EuroSciCon Conference on Nanotechnology & Smart Materials
October 04 -06 ,2018 Amsterdam , Netherlands

D Bellet, T Sannicolo, D T Papanastasiou, V H Nguyen, J Resende, S Aghazadehchors, C Jimenez, D Munoz-Rojas and D N Nguyen

Universite Grenoble Alpes, CNRS, Grenoble INP-LMGP, France CEA-INES, Liten, France Universite de Liege, CESAM/Q-MAT, SPIN, Belgium

Keynote: Nano Res Appl

DOI: 10.21767/2471-9838-C6-023

Abstract

The past few years have seen a considerable amount of research devoted to nanostructured transparent conductive materials which play a pivotal role in many modern devices such as: solar cells, flexible light-emitting devices, touch screens, electromagnetic devices or flexible transparent thin film heaters. Currently, the most commonly used material for such applications (ITO: Tin-doped Indium oxide) suffers from two major drawbacks: indium scarcity and brittleness. Among emerging transparent electrodes, silver nanowire (AgNW) networks appear as a promising substitute to ITO, since these percolating networks exhibit excellent properties with sheet resistance of a few Ω/sq and optical transparency of 90%, fulfilling the requirements for many applications. It also shows very good electromechanical properties. Their main properties, the influence of post treatments or the network density and nanowire size but as well their stability will be discussed, thanks to both experimental and numerical approaches.
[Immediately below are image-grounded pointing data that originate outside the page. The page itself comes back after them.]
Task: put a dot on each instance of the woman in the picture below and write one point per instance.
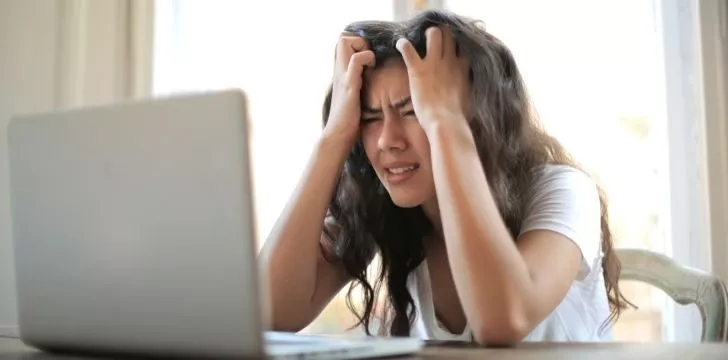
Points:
(432, 158)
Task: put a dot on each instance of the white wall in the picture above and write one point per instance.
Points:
(64, 53)
(27, 83)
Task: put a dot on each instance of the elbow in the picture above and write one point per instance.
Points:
(502, 331)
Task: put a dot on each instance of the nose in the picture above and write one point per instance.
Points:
(391, 137)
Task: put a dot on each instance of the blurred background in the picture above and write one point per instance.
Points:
(635, 89)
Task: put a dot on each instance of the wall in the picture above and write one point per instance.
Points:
(27, 83)
(64, 53)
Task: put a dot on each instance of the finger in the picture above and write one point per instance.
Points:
(346, 47)
(434, 41)
(448, 43)
(359, 60)
(409, 54)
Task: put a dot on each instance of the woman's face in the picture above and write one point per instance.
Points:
(394, 141)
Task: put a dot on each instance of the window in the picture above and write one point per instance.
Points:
(595, 70)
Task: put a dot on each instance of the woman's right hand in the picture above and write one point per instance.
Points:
(352, 55)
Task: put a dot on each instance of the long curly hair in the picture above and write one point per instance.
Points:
(511, 144)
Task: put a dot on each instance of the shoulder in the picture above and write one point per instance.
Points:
(566, 200)
(551, 178)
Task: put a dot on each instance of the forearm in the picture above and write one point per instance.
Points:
(491, 278)
(290, 253)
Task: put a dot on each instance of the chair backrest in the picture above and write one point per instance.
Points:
(684, 285)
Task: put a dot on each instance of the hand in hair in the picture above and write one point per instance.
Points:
(352, 55)
(439, 81)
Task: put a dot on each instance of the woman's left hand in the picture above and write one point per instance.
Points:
(438, 82)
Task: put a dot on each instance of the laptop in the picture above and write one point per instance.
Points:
(134, 234)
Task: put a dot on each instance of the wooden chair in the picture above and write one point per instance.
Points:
(684, 285)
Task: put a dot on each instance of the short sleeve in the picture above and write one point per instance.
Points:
(566, 201)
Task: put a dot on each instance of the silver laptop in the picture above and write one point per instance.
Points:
(134, 233)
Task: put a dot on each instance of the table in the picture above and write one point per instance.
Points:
(12, 349)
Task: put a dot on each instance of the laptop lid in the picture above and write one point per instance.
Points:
(133, 227)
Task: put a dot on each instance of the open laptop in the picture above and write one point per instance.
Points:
(134, 234)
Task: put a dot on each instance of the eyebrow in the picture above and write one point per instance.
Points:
(397, 105)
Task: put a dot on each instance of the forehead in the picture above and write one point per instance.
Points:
(386, 84)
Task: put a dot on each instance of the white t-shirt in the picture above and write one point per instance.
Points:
(566, 201)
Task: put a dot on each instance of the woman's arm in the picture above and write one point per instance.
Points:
(506, 288)
(301, 280)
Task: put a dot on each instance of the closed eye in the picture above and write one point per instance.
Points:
(409, 113)
(369, 120)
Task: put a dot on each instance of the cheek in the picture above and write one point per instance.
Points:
(419, 141)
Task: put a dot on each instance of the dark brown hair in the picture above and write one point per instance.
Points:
(511, 144)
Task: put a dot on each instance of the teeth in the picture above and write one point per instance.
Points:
(401, 170)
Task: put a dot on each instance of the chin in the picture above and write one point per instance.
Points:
(406, 200)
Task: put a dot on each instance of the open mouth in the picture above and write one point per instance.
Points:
(402, 169)
(400, 174)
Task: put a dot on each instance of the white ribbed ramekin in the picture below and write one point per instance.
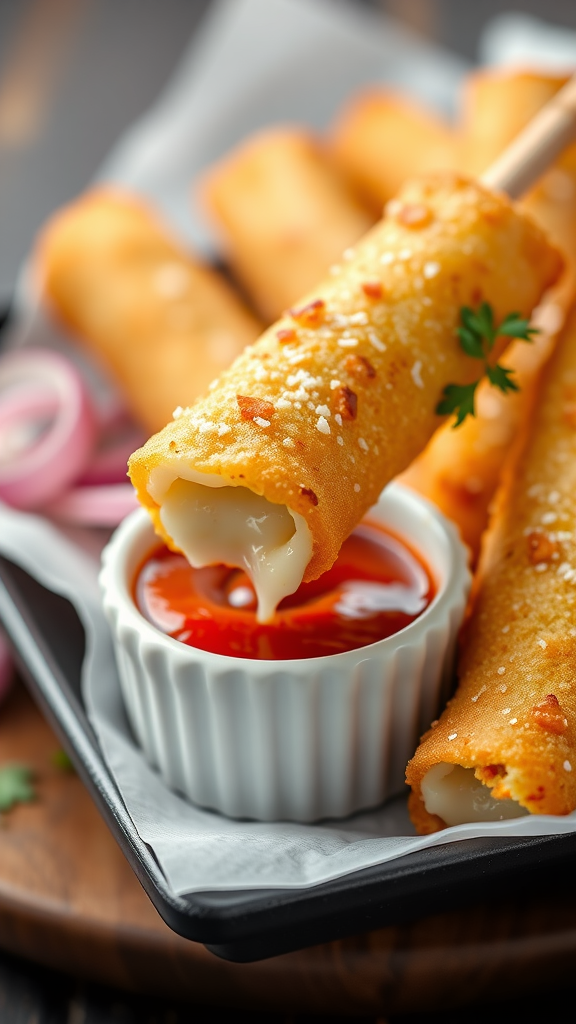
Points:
(301, 739)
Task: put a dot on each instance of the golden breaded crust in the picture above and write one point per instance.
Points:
(347, 399)
(380, 139)
(284, 213)
(460, 469)
(159, 322)
(512, 718)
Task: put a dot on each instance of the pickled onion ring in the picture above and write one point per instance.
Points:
(98, 506)
(53, 461)
(5, 666)
(109, 464)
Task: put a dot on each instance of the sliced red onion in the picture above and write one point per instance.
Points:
(109, 462)
(5, 666)
(54, 459)
(98, 506)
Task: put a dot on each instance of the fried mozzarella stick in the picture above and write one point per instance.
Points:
(274, 468)
(460, 469)
(159, 322)
(506, 742)
(284, 214)
(380, 139)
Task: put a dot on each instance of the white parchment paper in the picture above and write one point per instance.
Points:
(255, 61)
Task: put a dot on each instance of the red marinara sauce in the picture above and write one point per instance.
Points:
(375, 588)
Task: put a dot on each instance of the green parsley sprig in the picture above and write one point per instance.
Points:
(15, 785)
(477, 335)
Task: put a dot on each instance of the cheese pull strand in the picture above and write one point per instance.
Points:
(339, 395)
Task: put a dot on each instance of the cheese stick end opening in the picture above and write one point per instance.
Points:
(213, 520)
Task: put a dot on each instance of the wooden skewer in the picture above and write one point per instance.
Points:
(531, 153)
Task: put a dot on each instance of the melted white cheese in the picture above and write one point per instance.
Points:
(221, 524)
(456, 796)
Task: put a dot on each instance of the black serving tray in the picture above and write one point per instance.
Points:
(48, 641)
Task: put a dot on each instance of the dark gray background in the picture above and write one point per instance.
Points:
(73, 75)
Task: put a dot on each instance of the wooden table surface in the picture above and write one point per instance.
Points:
(69, 899)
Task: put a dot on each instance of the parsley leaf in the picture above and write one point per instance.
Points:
(15, 785)
(457, 398)
(515, 327)
(477, 335)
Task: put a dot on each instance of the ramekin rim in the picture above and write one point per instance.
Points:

Some applications will be developed such as their use as transparent heaters or in solar cells. As well, other indium-free transparent conductive oxide (TCO) layers have being investigated and some exhibit interesting properties. We will present the main scientific challenges associated to their physical properties. For instance the electron mobility in highly doped Al-ZnO or F-SnO2 will be discussed as well the capability to control the haziness of such transparent electrodes. We will show as well that recently some developments of easily up-scalable and vacuum-free deposition techniques such as atmospheric pressure spatial atomic layer deposition (AP-SALD) appear promising for developing high-quality materials with a high throughput at low temperature (≤200°C), thus being compatible with polymeric substrates and rollto- roll processing. This contribution aims at presenting briefly the main properties of transparent electrodes as well as the challenges which still remain in terms of efficient integration in devices.

Biography

Daniel Bellet has became an Assistant Professor at Grenoble University in 1990 and is Professor at Grenoble Institute of Technology (Grenoble INP) since 1998. He was Junior Member at IUF (Institution for promoting excellence in French Universities) from 1999 to 2004, and was Director of the academic research community ‘Energies’ at the Région Auvergne-Rhone-Alpes between 2011 and 2017. His research is focused on material physics and more specifically now on transparent conductive materials and he is a Co-Author of more than 140 peer-reviewed publications or proceedings, 8 book chapters and has an h-index of 33.